DESEQUILIBRIO ELECTORAL

El Jurado Nacional de Elecciones, JNE, tiene la visión, según su propia página web, de ser “El organismo rector del sistema democrático, reconocido en la región por su absoluta garantía de respeto de la voluntad popular”. Su misión es “contribuir y garantizar la consolidación del sistema democrático y de la gobernabilidad del país, a través de sus funciones constitucionales legales”.

B02032016Lo recogido es una declaración lírica, formal y casi poética. En los hechos -que es lo que tenemos los ciudadanos para juzgar- este JNE se ha convertido no en un organismo rector sino en un incompetente actor del proceso electoral en curso.

A 40 días del proceso electoral al que acudiremos, más de 20 millones de electores, no es posible ni que los candidatos o sus partidos sigan en la incertidumbre sobre si finalmente estarán en la cédula de votación; ni que los ciudadanos continuemos en la ignorancia de por quien podremos votar. Y esto ocurre ante la pasividad de todos.

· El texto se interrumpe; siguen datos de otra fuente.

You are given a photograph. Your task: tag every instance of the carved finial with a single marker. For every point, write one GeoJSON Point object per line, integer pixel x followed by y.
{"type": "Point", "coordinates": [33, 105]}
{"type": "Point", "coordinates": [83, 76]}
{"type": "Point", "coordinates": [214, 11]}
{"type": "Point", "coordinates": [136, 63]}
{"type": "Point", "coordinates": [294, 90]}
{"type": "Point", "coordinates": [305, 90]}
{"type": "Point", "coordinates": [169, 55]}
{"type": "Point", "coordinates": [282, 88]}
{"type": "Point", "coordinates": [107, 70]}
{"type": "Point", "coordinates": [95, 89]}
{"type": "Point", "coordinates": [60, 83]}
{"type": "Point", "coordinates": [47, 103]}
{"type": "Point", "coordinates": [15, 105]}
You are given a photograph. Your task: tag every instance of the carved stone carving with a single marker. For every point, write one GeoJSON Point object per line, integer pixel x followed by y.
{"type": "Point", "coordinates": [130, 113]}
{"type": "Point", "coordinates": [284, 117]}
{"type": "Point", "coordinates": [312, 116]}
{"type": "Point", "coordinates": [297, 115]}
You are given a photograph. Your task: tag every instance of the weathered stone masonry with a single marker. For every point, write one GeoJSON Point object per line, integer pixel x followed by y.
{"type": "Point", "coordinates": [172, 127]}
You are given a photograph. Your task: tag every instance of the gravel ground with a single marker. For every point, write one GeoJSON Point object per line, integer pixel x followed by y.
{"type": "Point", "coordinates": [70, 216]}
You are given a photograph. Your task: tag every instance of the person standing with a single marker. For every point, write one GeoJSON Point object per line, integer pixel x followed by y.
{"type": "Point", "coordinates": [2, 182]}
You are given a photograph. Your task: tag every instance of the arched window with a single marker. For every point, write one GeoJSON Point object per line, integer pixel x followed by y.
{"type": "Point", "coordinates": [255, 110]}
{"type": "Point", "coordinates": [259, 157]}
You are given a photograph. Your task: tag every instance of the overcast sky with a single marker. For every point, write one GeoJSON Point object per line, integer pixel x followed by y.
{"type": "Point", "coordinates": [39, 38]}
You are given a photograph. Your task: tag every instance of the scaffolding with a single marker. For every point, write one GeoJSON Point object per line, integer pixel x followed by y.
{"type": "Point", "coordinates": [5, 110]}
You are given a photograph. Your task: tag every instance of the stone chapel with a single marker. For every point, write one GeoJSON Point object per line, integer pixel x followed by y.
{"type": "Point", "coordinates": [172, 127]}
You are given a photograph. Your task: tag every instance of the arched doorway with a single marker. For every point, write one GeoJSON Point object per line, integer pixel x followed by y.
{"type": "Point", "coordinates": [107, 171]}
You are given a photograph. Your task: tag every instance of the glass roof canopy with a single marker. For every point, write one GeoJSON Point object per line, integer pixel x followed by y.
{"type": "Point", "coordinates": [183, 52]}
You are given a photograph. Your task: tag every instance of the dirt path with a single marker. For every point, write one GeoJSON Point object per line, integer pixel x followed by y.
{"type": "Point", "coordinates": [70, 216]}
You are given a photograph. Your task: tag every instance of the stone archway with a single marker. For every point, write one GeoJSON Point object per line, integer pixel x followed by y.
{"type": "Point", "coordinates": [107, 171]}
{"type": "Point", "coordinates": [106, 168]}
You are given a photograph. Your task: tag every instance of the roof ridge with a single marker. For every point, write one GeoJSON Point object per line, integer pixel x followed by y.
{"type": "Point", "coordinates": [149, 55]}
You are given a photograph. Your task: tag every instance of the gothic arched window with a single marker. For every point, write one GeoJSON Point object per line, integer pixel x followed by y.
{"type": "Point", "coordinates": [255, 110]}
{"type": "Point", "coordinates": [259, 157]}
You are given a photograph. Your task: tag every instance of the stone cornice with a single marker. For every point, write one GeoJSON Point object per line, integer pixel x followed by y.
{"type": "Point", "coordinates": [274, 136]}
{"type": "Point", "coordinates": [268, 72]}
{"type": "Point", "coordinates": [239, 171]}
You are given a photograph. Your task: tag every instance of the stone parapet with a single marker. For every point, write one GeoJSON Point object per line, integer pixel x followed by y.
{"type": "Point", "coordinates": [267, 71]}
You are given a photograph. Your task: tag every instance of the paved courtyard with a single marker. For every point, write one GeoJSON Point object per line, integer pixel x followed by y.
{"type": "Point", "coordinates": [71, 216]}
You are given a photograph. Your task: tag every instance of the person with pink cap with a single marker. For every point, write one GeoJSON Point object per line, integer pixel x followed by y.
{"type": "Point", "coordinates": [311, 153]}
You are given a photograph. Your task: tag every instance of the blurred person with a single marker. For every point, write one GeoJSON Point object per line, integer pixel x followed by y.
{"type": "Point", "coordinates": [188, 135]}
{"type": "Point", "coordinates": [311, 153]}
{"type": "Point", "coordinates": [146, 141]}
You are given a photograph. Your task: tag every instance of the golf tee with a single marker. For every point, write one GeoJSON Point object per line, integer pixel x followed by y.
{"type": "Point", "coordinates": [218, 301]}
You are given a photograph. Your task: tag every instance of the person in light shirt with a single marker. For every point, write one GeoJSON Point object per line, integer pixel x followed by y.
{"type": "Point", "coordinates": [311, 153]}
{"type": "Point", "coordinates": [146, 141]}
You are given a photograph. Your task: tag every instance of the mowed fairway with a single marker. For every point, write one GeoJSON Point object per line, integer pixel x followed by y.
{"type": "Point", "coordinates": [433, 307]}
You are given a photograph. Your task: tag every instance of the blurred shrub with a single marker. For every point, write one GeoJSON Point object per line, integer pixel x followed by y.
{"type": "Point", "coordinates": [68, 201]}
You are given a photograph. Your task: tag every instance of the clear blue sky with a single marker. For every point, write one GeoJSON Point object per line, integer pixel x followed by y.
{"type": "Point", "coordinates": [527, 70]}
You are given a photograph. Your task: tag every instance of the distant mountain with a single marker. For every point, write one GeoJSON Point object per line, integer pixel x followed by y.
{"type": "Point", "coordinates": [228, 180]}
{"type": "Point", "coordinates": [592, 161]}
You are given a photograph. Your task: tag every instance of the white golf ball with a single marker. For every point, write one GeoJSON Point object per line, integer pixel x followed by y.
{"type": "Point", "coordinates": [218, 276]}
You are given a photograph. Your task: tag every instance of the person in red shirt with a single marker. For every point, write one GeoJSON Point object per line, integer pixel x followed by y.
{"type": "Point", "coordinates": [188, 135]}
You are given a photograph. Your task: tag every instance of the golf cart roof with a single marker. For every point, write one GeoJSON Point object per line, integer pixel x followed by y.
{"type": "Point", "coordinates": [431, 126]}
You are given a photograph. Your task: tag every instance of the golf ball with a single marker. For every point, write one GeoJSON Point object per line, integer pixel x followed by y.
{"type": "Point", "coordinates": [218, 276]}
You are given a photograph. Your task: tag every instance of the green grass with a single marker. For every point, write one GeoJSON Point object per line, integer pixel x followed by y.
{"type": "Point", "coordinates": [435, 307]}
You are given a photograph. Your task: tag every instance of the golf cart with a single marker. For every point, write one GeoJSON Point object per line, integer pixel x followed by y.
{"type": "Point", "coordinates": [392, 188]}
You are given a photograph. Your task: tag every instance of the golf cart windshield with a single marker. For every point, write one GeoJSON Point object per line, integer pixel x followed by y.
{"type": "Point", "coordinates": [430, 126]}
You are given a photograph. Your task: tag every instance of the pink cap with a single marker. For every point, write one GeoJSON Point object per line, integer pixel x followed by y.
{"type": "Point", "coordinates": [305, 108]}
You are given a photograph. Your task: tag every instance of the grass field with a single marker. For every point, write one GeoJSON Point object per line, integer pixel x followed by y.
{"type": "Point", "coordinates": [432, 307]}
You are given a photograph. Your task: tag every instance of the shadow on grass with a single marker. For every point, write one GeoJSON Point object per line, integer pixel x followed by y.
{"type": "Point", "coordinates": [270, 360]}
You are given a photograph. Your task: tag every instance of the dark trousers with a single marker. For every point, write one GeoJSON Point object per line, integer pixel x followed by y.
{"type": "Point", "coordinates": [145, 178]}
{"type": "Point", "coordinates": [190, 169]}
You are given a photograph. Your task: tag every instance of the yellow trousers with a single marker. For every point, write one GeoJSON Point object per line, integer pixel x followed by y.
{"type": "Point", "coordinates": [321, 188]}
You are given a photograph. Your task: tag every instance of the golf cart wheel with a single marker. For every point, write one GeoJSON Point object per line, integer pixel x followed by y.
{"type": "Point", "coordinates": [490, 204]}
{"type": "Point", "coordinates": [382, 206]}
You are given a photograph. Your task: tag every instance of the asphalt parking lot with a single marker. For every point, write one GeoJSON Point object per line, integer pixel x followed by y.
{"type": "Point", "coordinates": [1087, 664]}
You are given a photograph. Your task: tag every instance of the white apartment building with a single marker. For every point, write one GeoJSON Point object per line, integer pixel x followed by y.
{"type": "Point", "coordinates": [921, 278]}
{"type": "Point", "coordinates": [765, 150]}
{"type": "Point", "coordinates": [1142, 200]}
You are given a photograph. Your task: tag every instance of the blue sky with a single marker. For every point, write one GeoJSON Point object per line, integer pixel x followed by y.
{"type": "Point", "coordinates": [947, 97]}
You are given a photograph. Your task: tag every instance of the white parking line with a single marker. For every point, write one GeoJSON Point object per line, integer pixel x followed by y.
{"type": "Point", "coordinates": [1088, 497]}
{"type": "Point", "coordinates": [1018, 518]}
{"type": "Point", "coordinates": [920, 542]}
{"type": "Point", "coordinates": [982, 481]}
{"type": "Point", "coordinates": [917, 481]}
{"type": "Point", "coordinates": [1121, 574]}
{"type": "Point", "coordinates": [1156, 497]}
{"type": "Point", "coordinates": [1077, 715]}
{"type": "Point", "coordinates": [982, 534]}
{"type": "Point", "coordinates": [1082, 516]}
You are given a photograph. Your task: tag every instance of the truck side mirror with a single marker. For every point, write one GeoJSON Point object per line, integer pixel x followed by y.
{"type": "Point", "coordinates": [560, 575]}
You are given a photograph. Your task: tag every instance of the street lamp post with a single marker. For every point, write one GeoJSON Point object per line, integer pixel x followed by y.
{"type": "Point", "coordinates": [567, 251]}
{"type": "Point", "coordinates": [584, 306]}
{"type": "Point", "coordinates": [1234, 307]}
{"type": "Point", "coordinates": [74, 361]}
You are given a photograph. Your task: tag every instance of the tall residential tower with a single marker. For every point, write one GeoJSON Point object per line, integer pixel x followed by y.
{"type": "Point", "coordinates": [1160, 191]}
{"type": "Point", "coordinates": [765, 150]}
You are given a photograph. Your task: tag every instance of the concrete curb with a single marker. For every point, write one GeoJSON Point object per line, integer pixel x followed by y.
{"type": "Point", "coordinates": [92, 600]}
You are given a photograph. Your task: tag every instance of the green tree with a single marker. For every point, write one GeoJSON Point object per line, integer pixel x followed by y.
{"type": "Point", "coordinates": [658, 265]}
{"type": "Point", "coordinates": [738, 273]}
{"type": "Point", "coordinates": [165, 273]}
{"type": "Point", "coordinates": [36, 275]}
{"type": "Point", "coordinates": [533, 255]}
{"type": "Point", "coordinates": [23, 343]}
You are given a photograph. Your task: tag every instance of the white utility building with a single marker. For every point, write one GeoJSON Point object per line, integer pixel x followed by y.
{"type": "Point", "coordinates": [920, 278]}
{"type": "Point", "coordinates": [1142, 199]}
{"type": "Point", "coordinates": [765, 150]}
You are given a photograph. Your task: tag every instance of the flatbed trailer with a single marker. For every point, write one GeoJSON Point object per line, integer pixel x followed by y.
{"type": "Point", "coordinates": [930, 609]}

Cada minuto que pasa esta condición –no interesa que razón o justificación se esgrima- solo desequilibra el proceso, lo hace más antidemocrático pero además, permite que una candidatura sea favorecida. No sabemos si el JNE y sus órganos decisores como los Jurados Electorales Especiales, son plenamente conscientes del daño que están haciendo, pero a estas alturas y en la práctica, este proceso ya no es ejemplo ni de limpieza, ni de garantía ni de corrección.

El JNE vota de una forma y el JEE vota de otra, contradiciéndolo. Las apelaciones se cruzan en fechas superponiéndose y haciendo que la confusión se extienda no solo a los expertos en materias electorales sino a los medios y, en mucha mayor intensidad, a los electores que miran atónitos e impotentes este festín de resoluciones que no resuelven nada.

No deberá extrañarnos que el Dr. Francisco Távara, autoridad máxima de este ente electoral, baraje la posibilidad de –ante la lluvia de tachas y pedidos de nulidad, y apelaciones; y ante el derecho “superior” de participación política- solicitar una ampliación del plazo y, por consiguiente, una modificación del cronograma electoral. Hecho que de producirse sólo tendría un único beneficiario que es la dupla todavía instalada en palacio que, ante estas “extraordinarias circunstancias no deseadas por nadie” tendría que replantear todo el proceso. En pocas palabras se le daría a Ollanta Humala o, mejor dicho, a Nadine Heredia el poder para negociar su salida y la impunidad que necesita.

No nos confundamos. En esta campaña hay varios candidatos-marionetas que se mueven al compas de intereses que nada tienen que ver con el pueblo peruano y sus anhelos y preocupaciones. Nos queda a los ciudadanos estar atentos y alertas porque librarnos de este gobierno de incapaces, y prevenirnos de uno nuevo de igual o peor calaña, nos va a costar Dios y su ayuda.